Mucopolysaccharidosis type II (MPS II; Hunter disease) is caused by deficiency of the enzyme iduronate-2-sulphatase (IDS) and patients present with a wide range of clinical signs and symptoms. The level of activity of IDS, however, does not allow prediction of phenotype. In our study of unrelated individuals with MPS II, alterations in the IDS gene could be identified in all 155 patients. Investigations in families in which the occurrence of MPS II was sporadic revealed mosaicism in the mothers of a small number of patients and a high frequency of de novo mutations occurring preferentially during male meiosis. Mutations identified in our patients include 27 large alterations and 128 small gene alterations (96 different alterations). These data further confirm the extreme heterogeneity of IDS gene alterations, as more than 330 have been reported to date.
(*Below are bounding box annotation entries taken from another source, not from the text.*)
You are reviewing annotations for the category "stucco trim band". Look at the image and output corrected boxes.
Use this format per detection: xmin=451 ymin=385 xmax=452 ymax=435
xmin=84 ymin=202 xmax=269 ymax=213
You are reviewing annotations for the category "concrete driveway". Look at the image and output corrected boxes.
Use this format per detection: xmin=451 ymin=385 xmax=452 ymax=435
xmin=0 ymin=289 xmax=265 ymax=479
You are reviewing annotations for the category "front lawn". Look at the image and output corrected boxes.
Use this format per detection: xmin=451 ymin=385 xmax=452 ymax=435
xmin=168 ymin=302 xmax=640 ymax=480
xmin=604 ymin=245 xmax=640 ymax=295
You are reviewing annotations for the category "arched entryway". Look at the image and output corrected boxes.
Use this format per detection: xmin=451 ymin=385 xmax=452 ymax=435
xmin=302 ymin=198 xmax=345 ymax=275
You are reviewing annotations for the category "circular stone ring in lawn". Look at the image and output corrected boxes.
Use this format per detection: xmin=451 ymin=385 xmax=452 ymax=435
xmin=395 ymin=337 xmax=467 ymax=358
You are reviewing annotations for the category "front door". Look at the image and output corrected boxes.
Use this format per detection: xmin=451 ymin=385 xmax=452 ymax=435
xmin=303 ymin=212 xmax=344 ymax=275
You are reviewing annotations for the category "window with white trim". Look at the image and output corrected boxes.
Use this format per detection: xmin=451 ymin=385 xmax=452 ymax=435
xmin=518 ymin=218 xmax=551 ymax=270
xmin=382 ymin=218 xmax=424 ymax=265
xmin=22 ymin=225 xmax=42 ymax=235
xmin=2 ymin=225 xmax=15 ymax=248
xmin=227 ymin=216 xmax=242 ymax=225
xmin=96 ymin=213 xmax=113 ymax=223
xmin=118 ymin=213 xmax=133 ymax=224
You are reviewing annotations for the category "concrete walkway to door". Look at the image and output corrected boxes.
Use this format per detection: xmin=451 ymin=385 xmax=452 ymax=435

This genetic heterogeneity may explain the high degree of clinical heterogeneity in MPS II. Therefore, attempts have been made to establish genotype-phenotype correlations in order to provide an indication of the likely prognosis and a basis on which to evaluate treatment. To date, some progress has been made in predicting the clinical phenotype from the genotype although it remains difficult in a few individual cases. However, as the crystallographic 3D structure of IDS is yet to be determined, evaluation of the impact of mutations on IDS activity is often time consuming. Furthermore, if a given mutation is recurrent, some patients carrying the same change may present with different phenotypes, suggesting that factors other than the IDS gene (e.g. other genes, environmental factors) can modulate the clinical phenotype. Although genotype-phenotype correlations may be difficult to establish, they will be of increasing importance for choosing the most appropriate therapy for an individual patient, as new therapeutic strategies may be targeted according to phenotype.